Nothing further from the defense; trial counsel Clay Trivett now will cross-examine. The prosecutor refers to Woods’ orders. Was Homme aware of Judge Pohl’s prior rulings (ruling and order) in Nashiri, regarding screening? He was. Welsh instructed Homme not to review any written materials produced by the attorney, and that such materials could be in English or Arabic (which Homme doesn’t speak). He emphasizes that his review was a “flip-through:” anything obviously not lawyer-produced would go into the “rejection” pile; but if a lawyer said a document was lawyer-produced, that ended the matter. Homme would then set such documents aside. Screening attorney-client mail, Homme tells Trivett, wasn’t the favorite among his duties; and he was aware that a “privilege team” was being established, at the time, in order to relieve the SJA of its unpleasant mail screening duties. Wiht respect to specific recollections, Homme says he only remembers some newspaper articles that were culled from attorney-client mail; he never looked at any lawyer-client communications, however (and again, doesn’t speak Arabic, the language in which many materials were written). Trivett then cites Homme’s rejection of certain items attached to correspondence between Bormann and her client. Homme blocked only attachments, but that didn’t stop their transmission to detainees: the attached documents could have been sent via regular mail channels. Homme thinks rejected items ordinarily could have been sent to bin Attash by courier, too. It was a tough balance, Homme says, trying to respect the attorney-client privilege while ensuring national security.
Trivett returns the baton to Bormann. She asks about Homme’s review of legal, privileged stuff: if a letter contained attachments, the latter would be excised if they did not contain attorney markings. Homme says he viewed attachments as separate, and would reject them—thereafter taking the culled items to J2 for screening, or returning them to a defense team member (and sometimes resubmission by non-legal mail). So rejected material could be sent through the non-legal process via U.S. Postal Service? Yes, Homme affirms, and agrees that intelligence personnel might also screen the non-legal items. When asked, Homme says he doesn’t know whether some non-legal documents simply failed to reach the detainees. But high value detainees did complain to Homme about months of delays, and about incomplete documents, in non legal mail. The punch line: so if Bormann wanted to discuss the Al-Nashiri brief, filed a week in advance of a scheduled GTMO visit, how could the lawyer ever submit the documents in sufficient time for a client meeting? Homme doesn’t know how long screening would take. But the witness believes the Al-Nashiri pleadings are related to this case.
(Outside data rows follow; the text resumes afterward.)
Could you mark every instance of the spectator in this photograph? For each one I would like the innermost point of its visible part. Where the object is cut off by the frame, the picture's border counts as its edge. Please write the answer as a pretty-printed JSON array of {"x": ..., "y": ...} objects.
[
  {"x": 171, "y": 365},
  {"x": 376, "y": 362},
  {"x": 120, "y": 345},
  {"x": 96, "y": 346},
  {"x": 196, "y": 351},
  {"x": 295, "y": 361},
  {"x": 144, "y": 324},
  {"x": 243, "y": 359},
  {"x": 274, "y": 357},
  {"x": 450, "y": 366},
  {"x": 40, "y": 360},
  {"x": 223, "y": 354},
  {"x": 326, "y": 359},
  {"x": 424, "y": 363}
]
Al-Baluchi’s counsel, LtCol Sterling Thomas, plays on the same string as Bormann, noting an amicus brief filed on al-Baluchi’s behalf in a separate case. Could Thomas not submit that to al-Baluchi, as attorney-client mail? No, he couldn’t, says Homme. The filing would have to go through non-legal mail—though, Homme says, written notes would make it in. Another follow-up from CDR Ruiz: does non-legal mail, deposited at Guantanamo, have to route back to the United States before returning to detainees at the camp? Homme remembers that.